Derwin James is the Quenton Nelson of 2018 defensive prospects. The only thing holding him back from a concrete top-5 grade in my books is positional value. Nevertheless, I’ll move him up to that elite grade if he tests off the charts at the combine. James (and perhaps Fitzpatrick) is, in my opinion, the best safety prospect since Eric Berry. Let’s roll the tape:

That’s James lining up as a linebacker in man coverage on RB Damien Harris. He advances upfield with Harris blocking, and effortlessly sheds him to make the tackle on the scrambling QB. You see this constantly watching James, as his physical gifts and instincts allow him to get wherever he wants in traffic. Here is he in space this time bringing down the electric Lamar Jackson:

James doesn’t pack the same hit power as Chancellor (few do), but he still consistently makes guys pay:

FSU also used James off the edge at times, which highlighted rare power and explosion at his size:

How about coverage? He doesn’t press often, but he looks like a Seattle corner when he does. Here he is displaying CB skills in the slot:

And lastly, these two interceptions showcase both James’ coverage ability and athleticism:

Is Derwin James a realistic target for the Seahawks?

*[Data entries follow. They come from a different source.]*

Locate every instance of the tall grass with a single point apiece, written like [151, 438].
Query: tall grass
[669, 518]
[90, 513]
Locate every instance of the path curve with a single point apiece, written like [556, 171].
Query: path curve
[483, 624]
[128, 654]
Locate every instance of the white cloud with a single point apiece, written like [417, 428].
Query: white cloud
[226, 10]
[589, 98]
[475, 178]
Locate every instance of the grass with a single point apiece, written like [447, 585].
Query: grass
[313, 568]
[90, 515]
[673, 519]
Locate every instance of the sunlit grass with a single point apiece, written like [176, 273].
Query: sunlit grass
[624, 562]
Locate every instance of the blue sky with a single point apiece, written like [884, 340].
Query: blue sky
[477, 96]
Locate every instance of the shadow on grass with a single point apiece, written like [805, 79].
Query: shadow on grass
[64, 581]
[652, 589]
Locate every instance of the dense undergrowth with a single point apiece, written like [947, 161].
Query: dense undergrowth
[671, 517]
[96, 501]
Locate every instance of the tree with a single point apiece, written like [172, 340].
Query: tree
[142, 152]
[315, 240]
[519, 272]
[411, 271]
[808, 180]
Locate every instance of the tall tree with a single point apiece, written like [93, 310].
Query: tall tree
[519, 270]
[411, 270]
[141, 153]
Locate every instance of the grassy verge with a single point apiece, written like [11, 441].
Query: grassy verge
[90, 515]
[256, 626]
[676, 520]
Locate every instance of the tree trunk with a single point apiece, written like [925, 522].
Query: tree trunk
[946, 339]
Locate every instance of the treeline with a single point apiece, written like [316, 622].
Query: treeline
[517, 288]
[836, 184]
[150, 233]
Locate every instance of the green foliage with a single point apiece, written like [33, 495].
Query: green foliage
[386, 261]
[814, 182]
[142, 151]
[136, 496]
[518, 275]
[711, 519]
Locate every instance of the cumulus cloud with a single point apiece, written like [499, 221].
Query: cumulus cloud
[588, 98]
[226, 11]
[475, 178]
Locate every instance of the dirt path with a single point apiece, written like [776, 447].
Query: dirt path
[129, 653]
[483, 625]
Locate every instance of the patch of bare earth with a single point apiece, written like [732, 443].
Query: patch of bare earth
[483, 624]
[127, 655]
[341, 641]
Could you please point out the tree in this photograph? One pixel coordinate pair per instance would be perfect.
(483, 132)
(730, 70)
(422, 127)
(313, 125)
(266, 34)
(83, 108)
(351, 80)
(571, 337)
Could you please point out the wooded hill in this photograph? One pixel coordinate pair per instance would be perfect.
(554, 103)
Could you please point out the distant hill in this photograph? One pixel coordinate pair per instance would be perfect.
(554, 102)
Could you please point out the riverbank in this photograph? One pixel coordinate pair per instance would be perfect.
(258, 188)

I wrote the following about Seattle’s need at safety here: Seahawks 2018 team needs

Chancellor unfortunately may never play again, while McDougald is a UFA. Safety is certainly an important offseason need for Seattle, but perhaps not as significant as fans think. Earl Thomas is a strong candidate to be back next year and beyond (through an extension or franchise tag). Delano Hill is a complete safety in the mold of Marcus Maye, and was a steal in the 3rd round last year. However, he rightfully didn’t get the opportunity to play behind Chancellor and McDougald as a rookie. The Seahawks therefore won’t go into training camp with him as the presumptive starter at SS. Strong safety is Seattle’s top need on defense as of right now.

There are obviously a few factors at play here. Hopefully Chancellor’s status is clarified before the draft. Seattle would love to have McDougald back on a short-term deal, but he might be priced out of their range. They could instead go cheap on a 1-year stopgap at SS, and have the veteran compete with Hill in camp.

The latter scenario is one where James could be difficult to pass on at 18th overall. I love Hill’s game and think he’ll make a really good NFL safety, but James is potentially a game-changing talent. I bet Pete Carroll and John Schneider will be enamored with his ability.

Ultimately, I think it won’t matter. James is too damn good a football player to last into the latter half of round 1 (barring issues with medical checks). Don’t be shocked if his stock in the media perks back up again, and he gets drafted in the top 10 in 2018.